Teixeira, 21, specializes in intelligence and ran and who ran the online messaging group where the documents first emerged, according to The Associated Press.

Earlier Thursday, President Joe Biden told reporters that authorities were “getting close” in their investigation into the dozens of military documents that recently made their way onto social media. The documents include tactical information about Ukrainian forces amid the ongoing war with Russia and information about U.S. allies, including Israel, South Korea and Turkey, Reuters reported.

“There is a full-blown investigation going on, as you know, with the intelligence community and the Justice Department,” Biden said. “And they’re getting close.”

Earlier Thursday, the Times reported that authorities wanted to interview Teixeira.

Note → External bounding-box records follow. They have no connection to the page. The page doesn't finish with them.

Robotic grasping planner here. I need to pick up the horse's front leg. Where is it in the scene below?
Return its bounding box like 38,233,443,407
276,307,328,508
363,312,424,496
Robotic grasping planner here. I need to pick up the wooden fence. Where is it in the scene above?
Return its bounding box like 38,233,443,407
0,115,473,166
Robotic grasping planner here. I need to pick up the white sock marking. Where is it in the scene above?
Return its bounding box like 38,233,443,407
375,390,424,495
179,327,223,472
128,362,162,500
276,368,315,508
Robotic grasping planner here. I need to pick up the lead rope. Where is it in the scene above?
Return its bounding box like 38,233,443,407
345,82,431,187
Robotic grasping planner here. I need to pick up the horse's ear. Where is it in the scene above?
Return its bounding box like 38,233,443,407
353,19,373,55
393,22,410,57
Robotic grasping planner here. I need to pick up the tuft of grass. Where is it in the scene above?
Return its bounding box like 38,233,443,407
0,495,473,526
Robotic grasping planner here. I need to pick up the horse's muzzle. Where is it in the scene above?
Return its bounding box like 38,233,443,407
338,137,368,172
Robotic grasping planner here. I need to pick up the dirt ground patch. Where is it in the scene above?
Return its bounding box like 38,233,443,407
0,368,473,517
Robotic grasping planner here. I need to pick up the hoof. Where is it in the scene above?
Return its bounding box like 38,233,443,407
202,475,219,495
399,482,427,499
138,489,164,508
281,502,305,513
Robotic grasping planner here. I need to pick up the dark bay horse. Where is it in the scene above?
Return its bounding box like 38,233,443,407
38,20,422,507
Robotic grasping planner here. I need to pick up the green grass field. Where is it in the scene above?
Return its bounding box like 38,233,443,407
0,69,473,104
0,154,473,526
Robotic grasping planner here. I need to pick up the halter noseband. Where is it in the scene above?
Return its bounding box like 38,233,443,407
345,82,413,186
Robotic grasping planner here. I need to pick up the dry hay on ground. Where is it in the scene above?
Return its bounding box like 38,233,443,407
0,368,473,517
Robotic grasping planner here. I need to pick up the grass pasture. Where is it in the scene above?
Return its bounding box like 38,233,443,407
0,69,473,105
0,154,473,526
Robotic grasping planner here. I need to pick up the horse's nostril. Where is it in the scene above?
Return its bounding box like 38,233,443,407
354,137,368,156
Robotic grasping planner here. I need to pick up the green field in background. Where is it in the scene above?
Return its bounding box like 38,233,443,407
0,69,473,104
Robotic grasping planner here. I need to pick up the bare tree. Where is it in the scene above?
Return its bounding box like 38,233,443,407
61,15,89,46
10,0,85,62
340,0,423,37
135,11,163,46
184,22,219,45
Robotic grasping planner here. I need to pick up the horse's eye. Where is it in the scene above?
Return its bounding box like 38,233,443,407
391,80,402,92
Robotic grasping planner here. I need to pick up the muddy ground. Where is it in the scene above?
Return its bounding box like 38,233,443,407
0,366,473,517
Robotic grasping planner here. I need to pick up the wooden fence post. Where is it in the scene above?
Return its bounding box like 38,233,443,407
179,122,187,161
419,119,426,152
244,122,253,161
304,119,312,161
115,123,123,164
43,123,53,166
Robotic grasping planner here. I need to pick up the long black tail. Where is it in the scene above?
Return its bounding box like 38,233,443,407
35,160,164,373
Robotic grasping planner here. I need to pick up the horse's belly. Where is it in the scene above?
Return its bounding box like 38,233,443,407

Unidentified sources told The Wall Street Journal that he was based at Fort Bragg in North Carolina at the time of the leak.

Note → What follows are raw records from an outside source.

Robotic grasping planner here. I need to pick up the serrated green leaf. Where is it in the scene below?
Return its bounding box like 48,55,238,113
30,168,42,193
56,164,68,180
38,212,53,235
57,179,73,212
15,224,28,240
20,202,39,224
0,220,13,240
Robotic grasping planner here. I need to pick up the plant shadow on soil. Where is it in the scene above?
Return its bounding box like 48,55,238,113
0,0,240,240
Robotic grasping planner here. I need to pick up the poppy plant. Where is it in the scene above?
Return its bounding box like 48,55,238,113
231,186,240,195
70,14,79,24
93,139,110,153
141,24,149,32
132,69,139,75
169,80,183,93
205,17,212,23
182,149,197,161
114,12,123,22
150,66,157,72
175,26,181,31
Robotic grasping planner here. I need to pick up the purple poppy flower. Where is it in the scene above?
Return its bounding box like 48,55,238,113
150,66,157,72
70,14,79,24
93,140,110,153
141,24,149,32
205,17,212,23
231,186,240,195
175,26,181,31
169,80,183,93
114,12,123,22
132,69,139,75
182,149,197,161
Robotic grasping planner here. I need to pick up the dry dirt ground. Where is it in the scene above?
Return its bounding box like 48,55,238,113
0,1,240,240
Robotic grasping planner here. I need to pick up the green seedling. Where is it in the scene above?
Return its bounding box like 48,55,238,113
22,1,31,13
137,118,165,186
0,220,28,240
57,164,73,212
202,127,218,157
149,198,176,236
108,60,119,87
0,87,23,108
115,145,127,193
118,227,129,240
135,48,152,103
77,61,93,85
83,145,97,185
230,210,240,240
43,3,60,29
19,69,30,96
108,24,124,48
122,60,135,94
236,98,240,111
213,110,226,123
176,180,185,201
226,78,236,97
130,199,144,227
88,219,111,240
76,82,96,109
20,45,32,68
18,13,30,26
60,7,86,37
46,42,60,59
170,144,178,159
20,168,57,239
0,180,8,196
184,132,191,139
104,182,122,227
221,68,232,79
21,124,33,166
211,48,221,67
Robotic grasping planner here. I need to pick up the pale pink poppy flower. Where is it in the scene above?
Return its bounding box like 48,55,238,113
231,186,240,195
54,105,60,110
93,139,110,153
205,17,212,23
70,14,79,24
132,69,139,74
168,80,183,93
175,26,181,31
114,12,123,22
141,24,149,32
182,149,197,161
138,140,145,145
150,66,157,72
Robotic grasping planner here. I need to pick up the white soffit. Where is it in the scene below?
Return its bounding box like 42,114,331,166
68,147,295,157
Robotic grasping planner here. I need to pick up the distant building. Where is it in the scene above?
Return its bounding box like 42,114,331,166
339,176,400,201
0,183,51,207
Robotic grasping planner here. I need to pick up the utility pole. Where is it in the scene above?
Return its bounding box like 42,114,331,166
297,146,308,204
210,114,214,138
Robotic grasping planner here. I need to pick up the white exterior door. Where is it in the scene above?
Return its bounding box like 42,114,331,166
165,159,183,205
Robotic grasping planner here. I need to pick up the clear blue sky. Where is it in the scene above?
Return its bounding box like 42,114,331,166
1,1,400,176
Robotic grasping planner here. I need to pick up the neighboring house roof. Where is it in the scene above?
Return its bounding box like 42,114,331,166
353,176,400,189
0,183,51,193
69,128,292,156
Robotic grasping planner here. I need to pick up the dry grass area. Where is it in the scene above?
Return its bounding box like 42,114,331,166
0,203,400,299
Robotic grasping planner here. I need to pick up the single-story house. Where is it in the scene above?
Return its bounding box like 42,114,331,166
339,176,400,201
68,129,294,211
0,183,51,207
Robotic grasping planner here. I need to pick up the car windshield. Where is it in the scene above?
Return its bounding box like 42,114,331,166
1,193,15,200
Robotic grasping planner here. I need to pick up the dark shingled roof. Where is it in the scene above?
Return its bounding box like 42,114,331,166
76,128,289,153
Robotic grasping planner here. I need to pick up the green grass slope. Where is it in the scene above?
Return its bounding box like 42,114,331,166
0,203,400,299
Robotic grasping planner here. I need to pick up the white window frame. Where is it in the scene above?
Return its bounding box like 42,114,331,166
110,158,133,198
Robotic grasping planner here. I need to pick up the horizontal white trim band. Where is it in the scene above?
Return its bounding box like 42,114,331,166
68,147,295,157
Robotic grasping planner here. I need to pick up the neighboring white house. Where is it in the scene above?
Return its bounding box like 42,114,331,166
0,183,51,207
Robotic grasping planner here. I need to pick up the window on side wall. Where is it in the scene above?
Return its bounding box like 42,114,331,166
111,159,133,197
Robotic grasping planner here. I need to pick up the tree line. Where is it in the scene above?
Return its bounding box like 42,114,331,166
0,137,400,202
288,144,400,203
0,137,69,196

On Wednesday, The Washington Post reported that the person who leaked the documents is “a young, charismatic gun enthusiast” and that he shared the records with a group of acquaintances on the messaging platform Discord. A member of the group told the newspaper that the person, who went by the moniker OG, first shared typed-out transcriptions of what he said were classified intelligence records that he had brought home from his job on a military base.

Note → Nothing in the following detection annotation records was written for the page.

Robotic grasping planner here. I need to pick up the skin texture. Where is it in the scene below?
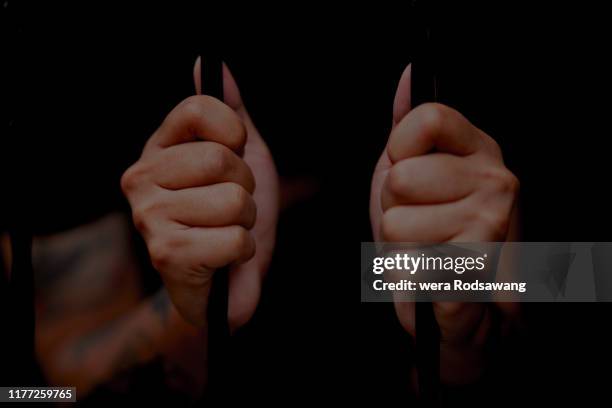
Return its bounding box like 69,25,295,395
370,66,519,384
121,60,279,329
32,214,206,396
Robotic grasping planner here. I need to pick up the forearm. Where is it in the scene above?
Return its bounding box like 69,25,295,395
41,289,206,394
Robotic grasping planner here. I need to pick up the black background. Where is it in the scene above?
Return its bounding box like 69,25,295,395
1,2,612,404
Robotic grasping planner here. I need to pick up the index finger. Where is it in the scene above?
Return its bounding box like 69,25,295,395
387,103,482,163
144,95,246,153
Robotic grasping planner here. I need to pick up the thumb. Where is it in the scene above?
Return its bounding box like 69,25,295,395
193,57,244,114
393,64,412,126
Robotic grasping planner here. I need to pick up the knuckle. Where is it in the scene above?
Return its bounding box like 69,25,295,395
179,95,207,120
478,211,510,240
387,165,409,195
231,226,253,254
483,167,520,194
121,163,146,196
132,199,166,235
229,183,251,216
148,237,177,272
380,209,400,242
228,118,247,149
204,143,233,175
419,103,448,137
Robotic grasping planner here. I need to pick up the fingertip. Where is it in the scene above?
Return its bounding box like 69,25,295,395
393,64,412,125
193,56,202,95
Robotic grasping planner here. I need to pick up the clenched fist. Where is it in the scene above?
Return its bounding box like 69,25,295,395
121,60,278,328
370,67,518,382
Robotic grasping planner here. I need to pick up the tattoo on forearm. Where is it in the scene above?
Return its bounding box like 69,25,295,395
151,289,171,324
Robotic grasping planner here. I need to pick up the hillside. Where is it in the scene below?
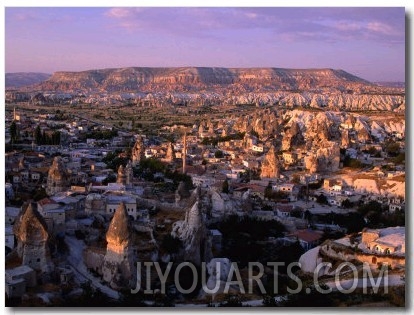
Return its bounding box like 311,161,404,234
5,72,50,89
6,67,405,112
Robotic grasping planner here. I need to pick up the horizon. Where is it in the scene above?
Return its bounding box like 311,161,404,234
5,7,405,82
5,66,405,83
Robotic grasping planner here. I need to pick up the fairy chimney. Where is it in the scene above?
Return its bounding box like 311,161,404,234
102,202,136,289
261,145,280,178
13,203,51,272
46,156,70,196
165,142,174,163
132,136,145,166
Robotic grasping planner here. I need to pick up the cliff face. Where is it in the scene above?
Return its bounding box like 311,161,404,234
11,67,405,112
40,67,369,91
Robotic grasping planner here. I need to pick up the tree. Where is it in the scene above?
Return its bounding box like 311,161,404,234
221,178,229,194
341,198,354,209
316,194,328,205
161,234,183,254
214,150,224,159
385,141,400,156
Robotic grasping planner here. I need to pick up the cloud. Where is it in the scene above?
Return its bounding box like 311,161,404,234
105,7,405,42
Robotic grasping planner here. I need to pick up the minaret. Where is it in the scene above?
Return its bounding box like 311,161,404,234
182,132,187,174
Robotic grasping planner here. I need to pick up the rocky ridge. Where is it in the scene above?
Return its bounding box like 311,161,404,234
6,67,405,111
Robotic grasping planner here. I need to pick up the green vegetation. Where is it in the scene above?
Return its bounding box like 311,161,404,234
201,132,245,146
344,155,362,168
34,126,60,145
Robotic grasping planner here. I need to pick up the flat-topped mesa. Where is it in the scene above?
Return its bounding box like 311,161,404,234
34,67,370,92
46,156,70,195
13,203,50,272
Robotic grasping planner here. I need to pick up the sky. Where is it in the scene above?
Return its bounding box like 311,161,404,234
4,6,406,82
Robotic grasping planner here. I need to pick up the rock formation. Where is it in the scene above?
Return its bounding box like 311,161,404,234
304,141,340,173
260,145,280,178
125,160,134,186
102,202,136,289
131,136,145,166
6,67,405,112
175,182,191,204
165,142,175,163
13,204,51,272
116,165,126,185
282,121,304,151
171,187,211,266
252,110,278,139
341,129,349,149
46,156,70,195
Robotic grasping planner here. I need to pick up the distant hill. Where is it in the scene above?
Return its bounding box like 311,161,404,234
6,67,405,112
374,82,405,88
32,67,371,92
6,72,51,88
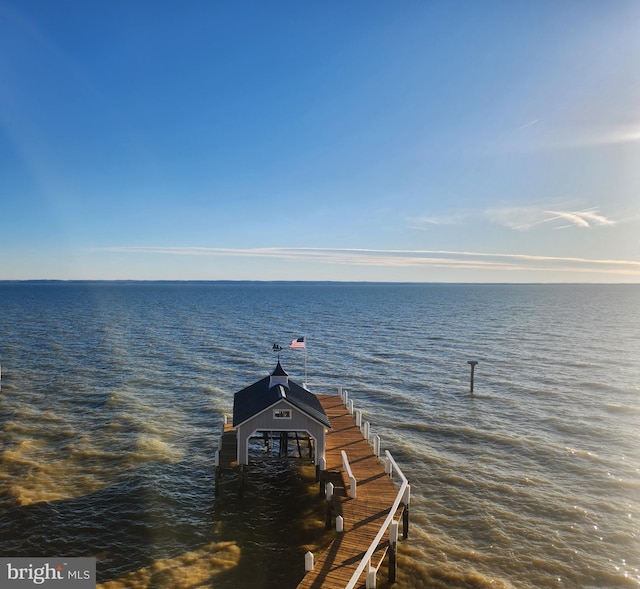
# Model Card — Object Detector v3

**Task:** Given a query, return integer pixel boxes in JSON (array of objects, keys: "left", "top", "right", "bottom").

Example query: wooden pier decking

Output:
[
  {"left": 298, "top": 395, "right": 404, "bottom": 589},
  {"left": 216, "top": 394, "right": 408, "bottom": 589}
]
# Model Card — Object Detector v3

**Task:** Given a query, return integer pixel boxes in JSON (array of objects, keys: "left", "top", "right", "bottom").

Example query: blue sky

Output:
[{"left": 0, "top": 0, "right": 640, "bottom": 282}]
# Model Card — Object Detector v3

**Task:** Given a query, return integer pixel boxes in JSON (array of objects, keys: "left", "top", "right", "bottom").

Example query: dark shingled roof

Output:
[{"left": 233, "top": 362, "right": 331, "bottom": 427}]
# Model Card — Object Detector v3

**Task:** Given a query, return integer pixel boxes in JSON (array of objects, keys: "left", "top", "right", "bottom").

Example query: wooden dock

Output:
[
  {"left": 298, "top": 395, "right": 404, "bottom": 589},
  {"left": 217, "top": 394, "right": 409, "bottom": 589}
]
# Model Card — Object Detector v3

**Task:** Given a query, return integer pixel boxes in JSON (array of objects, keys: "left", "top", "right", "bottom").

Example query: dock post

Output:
[
  {"left": 238, "top": 464, "right": 245, "bottom": 497},
  {"left": 324, "top": 483, "right": 333, "bottom": 530},
  {"left": 304, "top": 551, "right": 314, "bottom": 573},
  {"left": 402, "top": 485, "right": 411, "bottom": 540},
  {"left": 365, "top": 560, "right": 378, "bottom": 589},
  {"left": 214, "top": 449, "right": 220, "bottom": 497},
  {"left": 467, "top": 360, "right": 478, "bottom": 394},
  {"left": 389, "top": 519, "right": 398, "bottom": 583}
]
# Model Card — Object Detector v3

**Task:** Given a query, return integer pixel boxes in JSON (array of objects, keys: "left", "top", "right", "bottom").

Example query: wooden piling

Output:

Later, OG shared hundreds of photos of classified documents, the Post reported. The records were so sensitive that only people who had undergone months of background checks would have been authorized to see them, according to the newspaper.

Pentagon press secretary Brig. Gen. Pat Ryder said Thursday that authorities are reviewing their procedures in the wake of the leak. He called the incident a “deliberate criminal act” meant to circumvent guidelines and rules put in place to keep sensitive information restricted on a need-to-know basis.

“This was a deliberate criminal act to violate those guidelines and rules in the same way that if you locked your front door and somebody came into your house and took something, you followed your procedures and you locked your door, but somebody went in your house and took something and put it out on the street,” he said.

Authorities continue to investigate.